System Design: News Feed Architecture

A news feed is the cornerstone of modern social media platforms like Facebook, X (formerly Twitter), and Instagram. It's a constantly updated, personalized list of content from friends, followed pages, and other entities a user cares about. Designing a system that can generate and deliver these feeds to millions of users in real-time is a monumental challenge in scalability and architecture.

This article explores the core architectural patterns for building a news feed, focusing on the two primary models: fan-out-on-write (push) and fan-out-on-read (pull). We'll also cover ranking, aggregation, and the hybrid approach used by most large-scale systems.

Core Requirements

Personalization: The feed must be unique to each user, based on their social graph (friends, follows).
Low Latency: The feed must load quickly, typically in under a few hundred milliseconds.
Real-Time Updates: New posts from connections should appear in the feed with minimal delay.
High Scalability: The system must support millions of users posting and consuming content simultaneously.
Reliability: The feed must always be available.

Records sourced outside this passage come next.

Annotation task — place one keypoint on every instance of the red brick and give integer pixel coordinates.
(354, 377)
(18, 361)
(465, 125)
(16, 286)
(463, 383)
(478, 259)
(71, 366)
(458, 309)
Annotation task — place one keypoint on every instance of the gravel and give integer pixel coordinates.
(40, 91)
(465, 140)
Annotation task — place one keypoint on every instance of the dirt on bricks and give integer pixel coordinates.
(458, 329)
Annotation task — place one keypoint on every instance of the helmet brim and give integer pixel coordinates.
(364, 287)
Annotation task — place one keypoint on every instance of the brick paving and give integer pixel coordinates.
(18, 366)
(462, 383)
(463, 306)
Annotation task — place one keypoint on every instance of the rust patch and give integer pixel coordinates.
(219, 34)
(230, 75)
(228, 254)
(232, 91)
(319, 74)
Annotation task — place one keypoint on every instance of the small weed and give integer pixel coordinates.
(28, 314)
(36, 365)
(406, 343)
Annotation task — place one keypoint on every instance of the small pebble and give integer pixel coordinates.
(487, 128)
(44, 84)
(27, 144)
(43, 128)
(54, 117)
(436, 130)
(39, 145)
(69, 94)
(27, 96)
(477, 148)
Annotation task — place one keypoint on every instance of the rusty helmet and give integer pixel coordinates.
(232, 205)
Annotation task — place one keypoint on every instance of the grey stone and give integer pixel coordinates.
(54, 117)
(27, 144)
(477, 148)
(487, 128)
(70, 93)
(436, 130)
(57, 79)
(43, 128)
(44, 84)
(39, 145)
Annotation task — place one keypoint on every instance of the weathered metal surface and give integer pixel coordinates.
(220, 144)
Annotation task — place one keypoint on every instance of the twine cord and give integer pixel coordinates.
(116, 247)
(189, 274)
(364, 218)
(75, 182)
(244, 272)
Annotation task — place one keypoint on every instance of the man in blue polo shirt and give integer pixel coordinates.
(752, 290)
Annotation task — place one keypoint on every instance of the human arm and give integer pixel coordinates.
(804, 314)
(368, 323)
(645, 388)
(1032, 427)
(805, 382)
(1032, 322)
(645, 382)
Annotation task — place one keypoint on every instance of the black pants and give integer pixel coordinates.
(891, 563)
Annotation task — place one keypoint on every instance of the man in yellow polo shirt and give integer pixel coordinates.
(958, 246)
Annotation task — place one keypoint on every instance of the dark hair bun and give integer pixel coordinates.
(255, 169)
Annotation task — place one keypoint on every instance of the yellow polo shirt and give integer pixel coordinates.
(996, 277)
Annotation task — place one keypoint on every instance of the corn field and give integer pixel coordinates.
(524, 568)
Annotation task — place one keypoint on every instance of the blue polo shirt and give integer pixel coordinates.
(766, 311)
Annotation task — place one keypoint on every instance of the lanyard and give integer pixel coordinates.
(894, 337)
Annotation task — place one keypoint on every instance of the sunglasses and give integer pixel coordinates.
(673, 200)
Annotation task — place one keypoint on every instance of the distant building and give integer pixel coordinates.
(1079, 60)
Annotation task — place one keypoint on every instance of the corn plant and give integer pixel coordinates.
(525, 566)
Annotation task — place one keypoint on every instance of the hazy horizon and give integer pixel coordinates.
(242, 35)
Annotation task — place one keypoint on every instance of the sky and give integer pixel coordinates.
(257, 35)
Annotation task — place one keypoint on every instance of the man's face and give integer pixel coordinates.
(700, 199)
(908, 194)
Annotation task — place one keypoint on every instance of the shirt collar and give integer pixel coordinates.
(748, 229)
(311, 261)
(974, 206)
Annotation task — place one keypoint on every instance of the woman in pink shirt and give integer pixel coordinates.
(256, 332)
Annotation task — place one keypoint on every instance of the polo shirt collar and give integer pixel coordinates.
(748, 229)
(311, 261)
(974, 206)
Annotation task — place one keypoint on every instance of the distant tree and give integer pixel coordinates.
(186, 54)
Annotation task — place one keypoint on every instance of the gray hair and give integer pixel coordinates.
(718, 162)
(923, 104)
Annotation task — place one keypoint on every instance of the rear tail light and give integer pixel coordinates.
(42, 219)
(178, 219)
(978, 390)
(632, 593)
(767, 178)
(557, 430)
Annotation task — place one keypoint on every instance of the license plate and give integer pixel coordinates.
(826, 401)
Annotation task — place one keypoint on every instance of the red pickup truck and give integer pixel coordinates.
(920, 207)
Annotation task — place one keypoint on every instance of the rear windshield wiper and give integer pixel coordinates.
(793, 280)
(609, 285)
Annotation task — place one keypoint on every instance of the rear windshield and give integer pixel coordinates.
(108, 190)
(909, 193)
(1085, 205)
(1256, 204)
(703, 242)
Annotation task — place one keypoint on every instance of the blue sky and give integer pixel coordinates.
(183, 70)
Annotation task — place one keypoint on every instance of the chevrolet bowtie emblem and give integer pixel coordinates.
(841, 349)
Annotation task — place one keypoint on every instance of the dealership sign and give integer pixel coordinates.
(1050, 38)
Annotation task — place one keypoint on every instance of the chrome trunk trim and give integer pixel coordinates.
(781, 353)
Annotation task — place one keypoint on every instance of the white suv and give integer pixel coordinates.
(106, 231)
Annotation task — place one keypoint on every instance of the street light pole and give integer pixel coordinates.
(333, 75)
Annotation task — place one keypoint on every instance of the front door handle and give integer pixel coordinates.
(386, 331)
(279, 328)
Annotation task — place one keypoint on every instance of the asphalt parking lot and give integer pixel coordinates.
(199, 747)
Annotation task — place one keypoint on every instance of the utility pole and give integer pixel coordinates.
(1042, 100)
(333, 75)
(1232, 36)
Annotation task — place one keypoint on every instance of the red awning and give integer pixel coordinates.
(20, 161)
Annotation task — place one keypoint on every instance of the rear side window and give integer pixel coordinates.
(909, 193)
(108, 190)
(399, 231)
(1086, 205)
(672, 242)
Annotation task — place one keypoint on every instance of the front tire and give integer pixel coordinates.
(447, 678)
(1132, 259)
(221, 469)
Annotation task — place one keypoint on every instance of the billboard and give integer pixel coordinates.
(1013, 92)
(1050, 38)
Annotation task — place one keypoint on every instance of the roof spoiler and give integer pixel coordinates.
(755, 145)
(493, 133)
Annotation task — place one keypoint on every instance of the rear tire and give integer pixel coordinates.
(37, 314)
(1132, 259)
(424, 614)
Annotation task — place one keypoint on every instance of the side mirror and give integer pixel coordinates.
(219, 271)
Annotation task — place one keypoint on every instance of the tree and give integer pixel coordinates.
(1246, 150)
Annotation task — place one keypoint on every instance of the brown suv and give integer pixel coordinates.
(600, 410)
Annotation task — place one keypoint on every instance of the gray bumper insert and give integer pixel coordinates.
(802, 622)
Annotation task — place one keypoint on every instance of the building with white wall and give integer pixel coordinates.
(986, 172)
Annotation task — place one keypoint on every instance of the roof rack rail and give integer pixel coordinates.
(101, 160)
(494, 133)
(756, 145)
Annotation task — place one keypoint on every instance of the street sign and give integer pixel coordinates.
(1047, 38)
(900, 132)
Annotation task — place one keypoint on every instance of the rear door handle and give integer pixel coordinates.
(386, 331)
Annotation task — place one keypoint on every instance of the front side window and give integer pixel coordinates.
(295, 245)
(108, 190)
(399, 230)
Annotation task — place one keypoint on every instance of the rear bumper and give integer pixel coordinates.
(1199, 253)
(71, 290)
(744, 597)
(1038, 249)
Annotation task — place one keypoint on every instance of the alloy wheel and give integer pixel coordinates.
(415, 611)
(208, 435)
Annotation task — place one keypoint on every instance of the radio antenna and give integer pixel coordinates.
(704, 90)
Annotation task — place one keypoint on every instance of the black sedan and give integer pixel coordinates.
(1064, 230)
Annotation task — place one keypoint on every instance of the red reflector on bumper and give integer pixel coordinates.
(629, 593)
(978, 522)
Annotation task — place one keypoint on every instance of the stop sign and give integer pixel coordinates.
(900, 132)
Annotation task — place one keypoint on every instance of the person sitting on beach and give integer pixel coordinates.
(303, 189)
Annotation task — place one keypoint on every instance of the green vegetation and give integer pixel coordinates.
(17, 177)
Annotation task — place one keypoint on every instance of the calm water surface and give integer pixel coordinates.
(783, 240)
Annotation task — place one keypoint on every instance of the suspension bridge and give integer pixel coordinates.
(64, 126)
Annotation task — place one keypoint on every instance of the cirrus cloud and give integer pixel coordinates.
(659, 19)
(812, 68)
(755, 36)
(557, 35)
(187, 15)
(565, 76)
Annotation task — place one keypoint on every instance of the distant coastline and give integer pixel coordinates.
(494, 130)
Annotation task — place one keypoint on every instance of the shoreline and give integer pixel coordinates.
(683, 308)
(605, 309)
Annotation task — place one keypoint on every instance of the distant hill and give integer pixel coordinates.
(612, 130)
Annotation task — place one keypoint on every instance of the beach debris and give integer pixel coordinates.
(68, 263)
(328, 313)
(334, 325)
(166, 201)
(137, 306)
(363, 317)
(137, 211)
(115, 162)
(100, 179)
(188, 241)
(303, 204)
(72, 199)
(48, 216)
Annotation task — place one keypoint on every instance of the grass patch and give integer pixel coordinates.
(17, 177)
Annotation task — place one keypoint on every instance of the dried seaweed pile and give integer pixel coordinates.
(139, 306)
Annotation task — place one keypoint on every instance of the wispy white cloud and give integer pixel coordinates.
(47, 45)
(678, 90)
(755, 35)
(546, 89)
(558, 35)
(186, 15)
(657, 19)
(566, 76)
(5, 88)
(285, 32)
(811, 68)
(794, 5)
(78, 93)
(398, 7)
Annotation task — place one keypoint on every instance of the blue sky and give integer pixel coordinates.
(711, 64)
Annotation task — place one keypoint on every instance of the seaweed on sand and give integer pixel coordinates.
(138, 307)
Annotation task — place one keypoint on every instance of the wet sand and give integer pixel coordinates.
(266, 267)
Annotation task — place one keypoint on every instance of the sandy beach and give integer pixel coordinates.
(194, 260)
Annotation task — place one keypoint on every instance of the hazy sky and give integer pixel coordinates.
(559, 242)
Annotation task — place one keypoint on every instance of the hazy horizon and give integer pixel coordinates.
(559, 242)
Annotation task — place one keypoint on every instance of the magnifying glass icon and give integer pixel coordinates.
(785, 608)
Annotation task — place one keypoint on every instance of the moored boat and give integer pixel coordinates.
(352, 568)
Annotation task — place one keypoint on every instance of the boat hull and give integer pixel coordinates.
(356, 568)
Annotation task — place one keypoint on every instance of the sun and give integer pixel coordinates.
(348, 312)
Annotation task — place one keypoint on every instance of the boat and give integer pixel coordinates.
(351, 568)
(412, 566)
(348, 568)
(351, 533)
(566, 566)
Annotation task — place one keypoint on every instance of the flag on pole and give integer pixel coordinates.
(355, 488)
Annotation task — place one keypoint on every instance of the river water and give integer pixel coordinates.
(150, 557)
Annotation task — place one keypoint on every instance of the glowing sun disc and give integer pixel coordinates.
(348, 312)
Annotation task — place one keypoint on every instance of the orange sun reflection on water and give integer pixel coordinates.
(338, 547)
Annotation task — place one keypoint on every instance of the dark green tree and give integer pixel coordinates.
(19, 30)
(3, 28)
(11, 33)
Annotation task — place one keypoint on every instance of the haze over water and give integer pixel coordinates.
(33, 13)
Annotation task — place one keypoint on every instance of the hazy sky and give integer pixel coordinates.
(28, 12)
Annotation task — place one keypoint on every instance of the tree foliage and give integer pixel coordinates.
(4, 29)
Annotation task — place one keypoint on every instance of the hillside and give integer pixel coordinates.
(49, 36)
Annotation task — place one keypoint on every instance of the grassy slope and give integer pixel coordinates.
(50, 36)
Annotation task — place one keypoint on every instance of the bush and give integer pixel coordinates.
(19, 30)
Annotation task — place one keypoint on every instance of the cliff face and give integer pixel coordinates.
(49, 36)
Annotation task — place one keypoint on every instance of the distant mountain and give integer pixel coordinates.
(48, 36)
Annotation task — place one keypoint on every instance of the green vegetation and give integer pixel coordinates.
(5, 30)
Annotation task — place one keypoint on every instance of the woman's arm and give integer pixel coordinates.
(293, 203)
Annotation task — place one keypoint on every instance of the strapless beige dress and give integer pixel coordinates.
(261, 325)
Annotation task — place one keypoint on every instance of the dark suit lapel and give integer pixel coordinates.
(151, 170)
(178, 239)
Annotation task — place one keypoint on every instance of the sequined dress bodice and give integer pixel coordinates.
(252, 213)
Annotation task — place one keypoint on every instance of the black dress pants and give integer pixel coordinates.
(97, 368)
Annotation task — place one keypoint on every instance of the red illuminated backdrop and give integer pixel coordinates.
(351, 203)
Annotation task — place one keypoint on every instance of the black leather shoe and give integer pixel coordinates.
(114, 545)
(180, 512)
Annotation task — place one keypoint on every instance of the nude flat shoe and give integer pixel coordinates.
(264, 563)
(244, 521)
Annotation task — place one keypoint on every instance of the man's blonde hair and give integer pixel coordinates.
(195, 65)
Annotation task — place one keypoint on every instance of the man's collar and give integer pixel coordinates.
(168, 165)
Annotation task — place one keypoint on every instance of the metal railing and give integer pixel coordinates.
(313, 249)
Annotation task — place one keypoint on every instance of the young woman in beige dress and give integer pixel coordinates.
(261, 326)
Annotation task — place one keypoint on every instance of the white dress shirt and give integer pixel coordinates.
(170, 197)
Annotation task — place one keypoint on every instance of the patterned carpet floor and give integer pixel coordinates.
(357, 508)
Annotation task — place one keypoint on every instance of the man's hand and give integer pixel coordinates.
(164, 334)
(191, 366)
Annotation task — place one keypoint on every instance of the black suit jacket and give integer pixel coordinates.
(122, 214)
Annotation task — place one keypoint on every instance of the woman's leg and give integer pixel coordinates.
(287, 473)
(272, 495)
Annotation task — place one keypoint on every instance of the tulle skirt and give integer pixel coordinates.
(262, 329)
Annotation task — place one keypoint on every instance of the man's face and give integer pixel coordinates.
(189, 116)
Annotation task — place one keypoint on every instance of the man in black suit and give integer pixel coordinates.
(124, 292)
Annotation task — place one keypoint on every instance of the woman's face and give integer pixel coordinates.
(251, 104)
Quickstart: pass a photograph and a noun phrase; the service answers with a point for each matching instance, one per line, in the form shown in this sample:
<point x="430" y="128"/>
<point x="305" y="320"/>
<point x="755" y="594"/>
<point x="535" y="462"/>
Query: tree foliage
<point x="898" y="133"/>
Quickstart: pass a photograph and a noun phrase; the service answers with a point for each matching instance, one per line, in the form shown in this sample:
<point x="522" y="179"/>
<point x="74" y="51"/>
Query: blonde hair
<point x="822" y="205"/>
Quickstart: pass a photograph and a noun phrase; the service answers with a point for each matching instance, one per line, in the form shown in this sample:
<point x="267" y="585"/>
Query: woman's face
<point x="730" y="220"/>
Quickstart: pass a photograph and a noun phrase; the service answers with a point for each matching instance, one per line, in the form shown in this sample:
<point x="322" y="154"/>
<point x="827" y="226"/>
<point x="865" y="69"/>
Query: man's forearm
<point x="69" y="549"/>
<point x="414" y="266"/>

The Two Main Architectural Models

The fundamental problem in news feed design is how to efficiently map posts from creators to the feeds of all their followers.

1. Fan-out-on-Read (The "Pull" Model)

This is the simplest, most intuitive approach. When a user requests their news feed, the system queries the database to find all the people they follow, retrieves their recent posts, merges them, and ranks them.

Workflow:

User A requests their feed.
The system looks up User A's friend/follow list: [User B, User C, Page D].
The system queries a posts table for recent posts from User B, User C, and Page D.
It merges these posts, sorts them by time (or another ranking signal), and returns the result.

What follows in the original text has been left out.